Confrontation flared again when Clarke pressed Chai Chong to recall the exact amount spent on the preferred candidate’s travel, pressing the former chairman after he repeatedly stated he could not remember the specific figure. “You can’t recall? But you know it’s a she, and you can’t recall the money that was paid over to the she, and you were a part of the board at that time, and you were the chairman?” Clarke asked pointedly. After Chai Chong stuck by his claim of not recalling the amount, Clarke openly questioned his credibility, saying, “You know, I came in here this morning and I looked at your face and I said, ‘Here is an honest man’. But then you take all that away from me just now.”
Mayne also raised questions about the board’s decision to shortlist an overseas candidate who had already reached the standard retirement age, an issue that emerged during the hearing.
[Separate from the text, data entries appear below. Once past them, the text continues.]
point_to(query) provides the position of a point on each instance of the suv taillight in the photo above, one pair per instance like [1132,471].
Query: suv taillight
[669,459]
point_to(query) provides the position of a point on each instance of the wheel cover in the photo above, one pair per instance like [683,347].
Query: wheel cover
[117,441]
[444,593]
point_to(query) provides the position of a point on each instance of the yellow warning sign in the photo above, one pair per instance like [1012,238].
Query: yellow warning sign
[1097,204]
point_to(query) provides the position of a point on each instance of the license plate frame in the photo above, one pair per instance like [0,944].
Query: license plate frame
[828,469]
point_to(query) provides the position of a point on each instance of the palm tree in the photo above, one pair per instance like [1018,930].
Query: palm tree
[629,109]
Chai Chong responded that the retirement age question was not raised during the early stages of the search, but after the board sought clarification, members concluded it was not a barrier to moving forward with the candidate.
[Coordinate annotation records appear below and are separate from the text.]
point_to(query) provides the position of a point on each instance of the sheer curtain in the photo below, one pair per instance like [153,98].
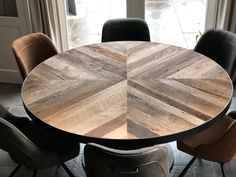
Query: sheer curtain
[226,15]
[45,18]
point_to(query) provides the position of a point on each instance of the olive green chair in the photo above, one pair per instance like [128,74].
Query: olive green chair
[101,161]
[31,50]
[32,146]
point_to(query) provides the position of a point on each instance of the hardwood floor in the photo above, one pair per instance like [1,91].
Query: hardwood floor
[10,98]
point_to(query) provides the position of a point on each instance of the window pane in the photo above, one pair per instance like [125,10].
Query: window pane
[8,8]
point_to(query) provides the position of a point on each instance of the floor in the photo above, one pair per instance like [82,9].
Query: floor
[10,98]
[176,22]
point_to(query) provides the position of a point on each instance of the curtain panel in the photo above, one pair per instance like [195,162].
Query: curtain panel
[45,18]
[226,15]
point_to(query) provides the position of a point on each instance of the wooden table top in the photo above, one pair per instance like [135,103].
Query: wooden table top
[128,90]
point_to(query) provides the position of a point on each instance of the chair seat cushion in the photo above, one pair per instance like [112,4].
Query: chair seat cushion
[190,144]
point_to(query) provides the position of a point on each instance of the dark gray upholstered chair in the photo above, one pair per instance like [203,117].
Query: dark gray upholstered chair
[125,29]
[32,146]
[216,142]
[101,161]
[32,49]
[220,46]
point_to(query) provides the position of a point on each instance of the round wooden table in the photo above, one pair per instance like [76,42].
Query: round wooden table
[128,93]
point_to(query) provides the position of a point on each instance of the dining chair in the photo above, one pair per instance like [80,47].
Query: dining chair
[32,49]
[125,29]
[220,46]
[31,146]
[216,143]
[107,162]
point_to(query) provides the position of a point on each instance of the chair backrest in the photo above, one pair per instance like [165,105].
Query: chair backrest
[125,29]
[20,148]
[30,50]
[220,46]
[222,149]
[107,162]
The PAC sitting also revealed new details about why the recruitment ultimately failed. Chai Chong disclosed that the preferred candidate ultimately refused to sign the employment contract over concerns about the hospital’s existing internal reporting structure. The candidate demanded a guarantee that the senior director of clinical services would report directly to the CEO, a condition the board could not resolve before the contract was finalized. “The candidate indicated that the most important person for them to be able to achieve the objectives of the institution was the senior director of clinical services and in their experience in the other organisations that she was in charge of, that person needed to report to the CEO position. So she felt that unless she could be guaranteed by the board that we were able to resolve that position and that situation, she would not be able to effect her duties,” Chai Chong said.
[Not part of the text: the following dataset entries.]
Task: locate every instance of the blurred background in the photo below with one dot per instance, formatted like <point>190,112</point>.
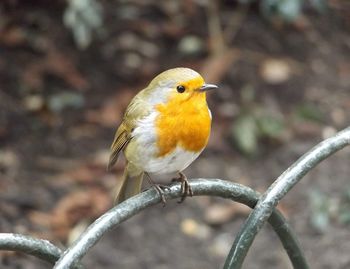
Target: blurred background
<point>69,68</point>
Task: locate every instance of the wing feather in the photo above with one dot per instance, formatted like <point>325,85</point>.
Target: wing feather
<point>136,110</point>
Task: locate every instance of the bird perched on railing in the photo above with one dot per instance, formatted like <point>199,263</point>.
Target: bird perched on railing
<point>164,129</point>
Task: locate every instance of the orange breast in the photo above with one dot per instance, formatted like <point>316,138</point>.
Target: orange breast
<point>183,122</point>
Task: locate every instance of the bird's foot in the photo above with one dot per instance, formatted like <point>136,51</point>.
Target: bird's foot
<point>186,189</point>
<point>159,188</point>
The hearing then shifted to the dispute that led to the board’s collapse, with opposition MP Christopher Brown, who represents St Mary South Eastern, asking Chai Chong about claims that the Minister of Health intervened to overrule the board’s decision on an acting CEO appointment after the international search fell through.
Chai Chong confirmed that he resigned from his post because he believed the board’s institutional authority had been irreparably undermined. “Well, I felt that if the board had taken a decision, which is one of the most critical decisions that a board has to make as to the position of the CEO, and if that decision was being overturned, then in essence the board was being told that it had no power, and I was not willing to continue serving where decisions of the board could be overturned without any kind of consultation with the board,” he said.
Mayne pushed back directly on Chai Chong’s account, denying that the minister had interfered in the process and suggesting the former chairman resigned only after the minister publicly labeled the board dysfunctional. “It is very unusual. I want to put it to you, Mr Chong, that the minister did no such thing and that you are upset because the minister described you as being dysfunctional,” Mayne argued.
Chai Chong rejected that claim, noting that the description of the board as dysfunctional came after his resignation, so it could not have been the motivation for his departure. “Well, I believe the description of dysfunction took place long after I resigned. So, in that situation, your assertion that I did so because my board was being described as dysfunctional would not be correct,” he said.